Les «fournisseurs spécialistes» , qui sont «surtout des 15-24 ans» , restent «des amis, la famille ou des collègues» , et «il ne s'agit pas d'échanges contre de l'argent» , continue Raphaël Suire. De même, il est difficile de quantifier l'augmentation de ces échanges de proximité depuis l'entrée en vigueur de la riposte graduée, puisqu'ils n'étaient jusqu'ici pas étudiés dans les diverses enquêtes sur son impact. Dans tous les cas, ces échanges existent depuis la démocratisation des divers supports (33 tours, VHS, cassette audio, CD...).
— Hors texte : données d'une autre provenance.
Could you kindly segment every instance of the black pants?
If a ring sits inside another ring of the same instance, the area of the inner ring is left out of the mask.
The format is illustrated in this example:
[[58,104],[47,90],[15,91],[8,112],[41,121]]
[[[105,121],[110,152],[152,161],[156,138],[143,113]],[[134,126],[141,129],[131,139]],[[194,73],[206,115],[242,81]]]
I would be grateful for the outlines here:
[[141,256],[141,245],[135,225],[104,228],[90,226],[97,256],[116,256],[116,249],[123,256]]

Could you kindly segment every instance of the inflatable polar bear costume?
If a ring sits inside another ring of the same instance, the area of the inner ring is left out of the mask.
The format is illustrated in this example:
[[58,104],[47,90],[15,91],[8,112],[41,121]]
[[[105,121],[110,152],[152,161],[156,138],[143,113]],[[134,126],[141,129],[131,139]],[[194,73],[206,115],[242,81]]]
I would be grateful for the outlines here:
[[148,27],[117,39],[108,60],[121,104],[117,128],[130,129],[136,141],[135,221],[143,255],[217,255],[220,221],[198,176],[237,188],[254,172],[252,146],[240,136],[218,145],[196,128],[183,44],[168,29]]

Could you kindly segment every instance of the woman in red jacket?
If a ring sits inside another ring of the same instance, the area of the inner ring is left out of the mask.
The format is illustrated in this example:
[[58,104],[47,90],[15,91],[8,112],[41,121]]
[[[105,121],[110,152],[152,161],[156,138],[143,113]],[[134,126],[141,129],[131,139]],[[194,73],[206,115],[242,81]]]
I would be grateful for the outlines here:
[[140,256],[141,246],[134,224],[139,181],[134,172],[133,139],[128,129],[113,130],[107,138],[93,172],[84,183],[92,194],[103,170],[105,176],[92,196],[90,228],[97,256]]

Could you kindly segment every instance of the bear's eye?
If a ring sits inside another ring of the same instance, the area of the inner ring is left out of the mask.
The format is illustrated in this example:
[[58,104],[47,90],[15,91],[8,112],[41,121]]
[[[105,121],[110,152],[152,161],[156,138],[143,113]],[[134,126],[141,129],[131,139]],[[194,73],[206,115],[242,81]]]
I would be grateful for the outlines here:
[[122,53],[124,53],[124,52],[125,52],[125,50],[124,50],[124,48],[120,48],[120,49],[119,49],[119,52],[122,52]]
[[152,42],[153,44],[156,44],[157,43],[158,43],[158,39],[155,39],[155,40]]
C'est leur place notable dans la hiérarchie des échanges avoués par les internautes questionnés qui interpelle les chercheurs bretons.
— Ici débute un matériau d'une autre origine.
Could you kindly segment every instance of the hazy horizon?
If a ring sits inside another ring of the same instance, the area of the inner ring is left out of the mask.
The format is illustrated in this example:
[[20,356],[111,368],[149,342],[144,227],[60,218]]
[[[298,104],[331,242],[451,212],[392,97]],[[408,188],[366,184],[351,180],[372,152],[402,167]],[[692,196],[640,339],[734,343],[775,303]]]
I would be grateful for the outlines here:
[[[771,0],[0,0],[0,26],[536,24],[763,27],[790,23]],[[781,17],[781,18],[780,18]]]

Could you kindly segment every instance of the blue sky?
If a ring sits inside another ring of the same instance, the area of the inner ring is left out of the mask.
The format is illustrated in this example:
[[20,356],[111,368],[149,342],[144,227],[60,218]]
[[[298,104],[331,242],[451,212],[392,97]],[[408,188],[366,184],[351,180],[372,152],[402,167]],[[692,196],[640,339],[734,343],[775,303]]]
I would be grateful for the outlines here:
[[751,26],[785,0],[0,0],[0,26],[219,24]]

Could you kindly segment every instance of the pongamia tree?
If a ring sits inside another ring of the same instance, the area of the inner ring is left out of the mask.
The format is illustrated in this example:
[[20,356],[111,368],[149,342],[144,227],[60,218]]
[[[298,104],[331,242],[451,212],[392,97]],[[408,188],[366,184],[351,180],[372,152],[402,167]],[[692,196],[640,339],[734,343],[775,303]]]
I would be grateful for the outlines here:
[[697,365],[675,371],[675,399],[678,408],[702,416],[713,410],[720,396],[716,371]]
Partant de ce constat surprenant, les auteurs tracent de plus un parallèle, uniquement social, entre l'organisation de ces échanges et «ce que l'on observe dans d'autres réseaux supportant des échanges illicites comme les circuits de distribution de produits stupéfiants. Parmi les internautes qui déclarent acquérir des contenus audio en utilisant des supports de stockage amovibles, 27% d'entre eux déclarent prendre mais ne jamais partager ces contenus [...] Ces comportements dits de "passager clandestin" sont caractéristiques des réseaux d'échange asymétrique où certains sont amenés à partager plus que d'autres. Ce sont de simples consommateurs-usagers.»
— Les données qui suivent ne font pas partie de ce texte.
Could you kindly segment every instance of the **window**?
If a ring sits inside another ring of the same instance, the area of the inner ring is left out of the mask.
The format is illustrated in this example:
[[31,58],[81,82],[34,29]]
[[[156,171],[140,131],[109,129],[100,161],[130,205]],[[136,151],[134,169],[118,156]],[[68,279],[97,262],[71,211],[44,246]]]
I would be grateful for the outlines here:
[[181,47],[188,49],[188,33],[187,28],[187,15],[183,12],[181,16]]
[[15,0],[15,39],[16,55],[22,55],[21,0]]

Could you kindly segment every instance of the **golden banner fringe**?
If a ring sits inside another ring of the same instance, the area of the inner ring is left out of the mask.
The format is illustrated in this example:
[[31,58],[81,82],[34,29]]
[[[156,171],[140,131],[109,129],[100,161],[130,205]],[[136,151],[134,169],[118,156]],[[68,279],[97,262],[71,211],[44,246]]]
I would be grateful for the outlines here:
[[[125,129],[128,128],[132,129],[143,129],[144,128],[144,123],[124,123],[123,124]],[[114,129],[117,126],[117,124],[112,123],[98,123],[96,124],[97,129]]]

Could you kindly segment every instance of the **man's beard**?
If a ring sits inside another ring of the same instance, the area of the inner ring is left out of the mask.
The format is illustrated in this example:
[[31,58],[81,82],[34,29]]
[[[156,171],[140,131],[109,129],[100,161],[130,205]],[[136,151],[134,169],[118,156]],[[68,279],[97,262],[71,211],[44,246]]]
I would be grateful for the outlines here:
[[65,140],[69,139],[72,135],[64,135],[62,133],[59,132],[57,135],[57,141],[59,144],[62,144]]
Pour Raphaël Suire, si la Hadopi veut contrer ces échanges-là, il faudra «une police des cours de récréation ou une police d'appartement. [...] Ou alors surtaxer les supports comme les clés USB ou les disques durs.» Ou en finir avec la guerre ingagnable contre les échanges non-marchands, ce qui ne veut pas dire négliger les sources qui font de l'argent en diffusant des contenus sans rémunérer les filières créatrices. Dans tous les cas, comme l'ont pointé de nombreuses études et comme le rappelle Raphaël Suire, «les gros téléchargeurs restent de gros acheteurs. Ce dont on est certain, c'est que le coût social et financier de la riposte graduée est bien supérieur au bien-être collectif.»

L'Hadopi, si elle continue à exister sous une forme ou une autre, pourrait de plus être très vite dépassée (oui, encore un peu plus) par la mutation rapide des usages. Ainsi, la deuxième partie de l'étude , et notamment des données qui doivent encore être publiées, confirme ce que l'on constate au quotidien: «Les plus jeunes n'ont plus d'envie de possession, commente Raphaël Suire. Ce qui est important pour eux, c'est l'accès au contenu, tout le temps et partout. La bascule se fait dans la tranche des 25-34 ans, qui continuent à acheter et à vouloir posséder.»

Dans ce domaine, «les internautes sont encore assez peu nombreux à utiliser les services payants en ligne, ils privilégient les services gratuits (catchup Tv, streaming gratuit), et les échanges de proximité sont [là aussi] le moyen le plus répandu pour se procurer des fichiers audio ou vidéo» , devant le téléchargement direct et le peer-to-peer.